Now that we have our Secret Key, IV Parameter and Encryption method from Frida hooking too

  • Cipher - AES/CBC/PKCS5PADDING

  • Secret Key - YWFhYWFhYWFhYWFhYWFhYQ== which is base64 of aaaaaaaaaaaaaaaa

  • IV Parameter - YmJiYmJiYmJiYmJiYmJiYg== which is base64 of bbbbbbbbbbbbbbbb

  • As the application is sending complete request body encrypted, so we’ll select Complete Request Body from Request Options

  • The application is getting encrypted string in response, so we’ll select Complete Response Body from Response Options

  • Host - http://127.0.0.1:1337

  • Now Press Start AES Killer

Decrypting the Application Traffic using AES Killer

Upon starting AES Killer, we can observe that the Burp has started to show us decrypted traffic while Burp sending encrypted traffic to the application and server.

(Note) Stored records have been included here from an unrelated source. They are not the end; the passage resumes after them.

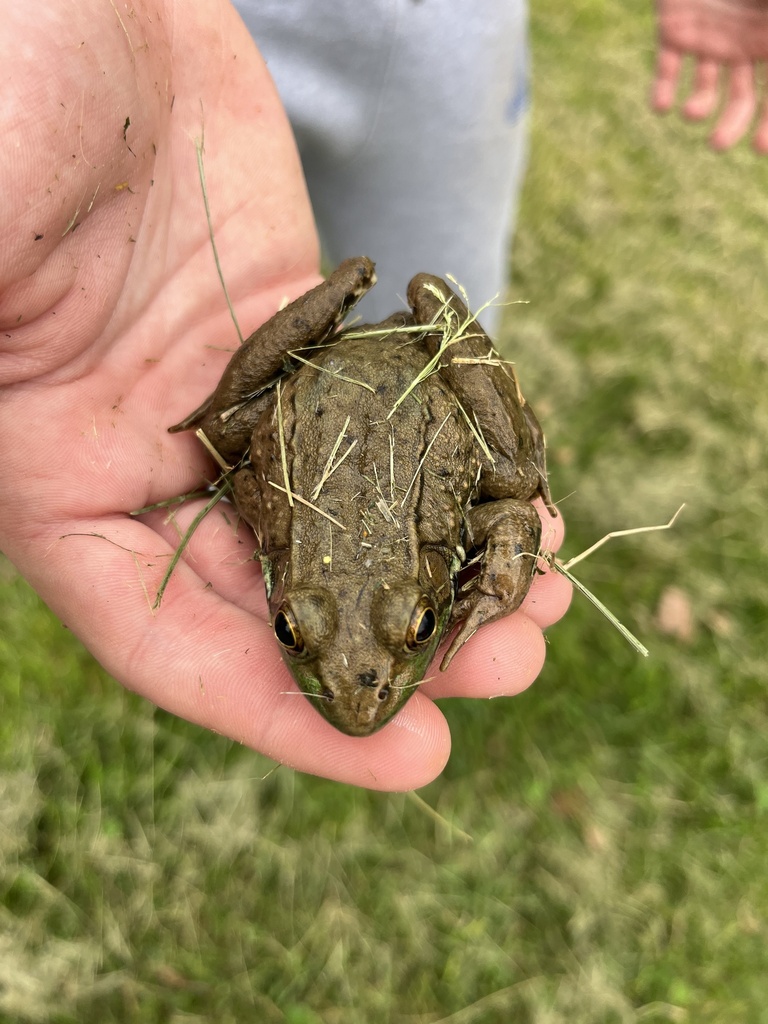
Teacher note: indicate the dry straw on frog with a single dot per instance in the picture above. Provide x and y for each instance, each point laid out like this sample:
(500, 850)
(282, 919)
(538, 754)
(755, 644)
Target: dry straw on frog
(361, 639)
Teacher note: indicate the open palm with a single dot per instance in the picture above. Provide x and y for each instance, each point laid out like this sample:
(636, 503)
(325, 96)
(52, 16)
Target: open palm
(114, 327)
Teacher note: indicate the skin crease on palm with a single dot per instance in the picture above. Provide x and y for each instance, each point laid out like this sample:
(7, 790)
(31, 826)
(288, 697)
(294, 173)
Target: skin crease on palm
(728, 41)
(114, 326)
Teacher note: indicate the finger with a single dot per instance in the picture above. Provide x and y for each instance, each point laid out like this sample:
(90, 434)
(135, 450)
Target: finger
(548, 599)
(665, 84)
(202, 658)
(739, 109)
(501, 659)
(704, 98)
(221, 551)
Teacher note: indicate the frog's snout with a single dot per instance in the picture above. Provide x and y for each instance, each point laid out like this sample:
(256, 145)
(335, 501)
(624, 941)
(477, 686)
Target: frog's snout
(360, 705)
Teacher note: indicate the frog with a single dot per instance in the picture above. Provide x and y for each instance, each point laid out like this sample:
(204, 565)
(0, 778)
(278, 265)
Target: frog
(388, 472)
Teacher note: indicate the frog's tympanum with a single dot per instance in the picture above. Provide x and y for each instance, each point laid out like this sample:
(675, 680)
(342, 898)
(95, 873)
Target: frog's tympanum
(387, 471)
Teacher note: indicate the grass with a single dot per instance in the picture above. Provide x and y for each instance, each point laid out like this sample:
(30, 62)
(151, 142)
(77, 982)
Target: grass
(615, 872)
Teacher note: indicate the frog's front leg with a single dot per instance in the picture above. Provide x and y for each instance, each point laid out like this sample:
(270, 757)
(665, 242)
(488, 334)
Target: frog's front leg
(226, 417)
(510, 531)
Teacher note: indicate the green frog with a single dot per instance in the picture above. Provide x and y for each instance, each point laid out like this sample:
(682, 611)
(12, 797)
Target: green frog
(387, 471)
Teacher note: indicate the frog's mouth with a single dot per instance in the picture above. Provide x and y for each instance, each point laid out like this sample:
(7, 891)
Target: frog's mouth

AES Killer with Repeater, Intruder and Scanner

Once we start AES Killer, it takes control of Burp IHttpListener.processHttpMessage which is responsible for handling all outgoing and incoming traffic and AES Killer do the following

  • Before sending the final request to a server, ProcessHttpMessage encrypt the request
  • Upon receiving a response, ProcessHttpMessage decrypt the response first before showing it to us

So we’ll only be getting the Plain Text Response and can play with Plain Text request.

Manual Encryption and Decryption

We can also manually encrypt and decrypt strings using AES Killer. Let’s take an encrypted string from the request TYROd49FWJjYBfv02oiUzwRQgxWMWiw4W3oCqvNf8h3bnb7X0bobypFzMt797CYU and decrypt it using AES Killer. Similarly, we can perform the encryption too.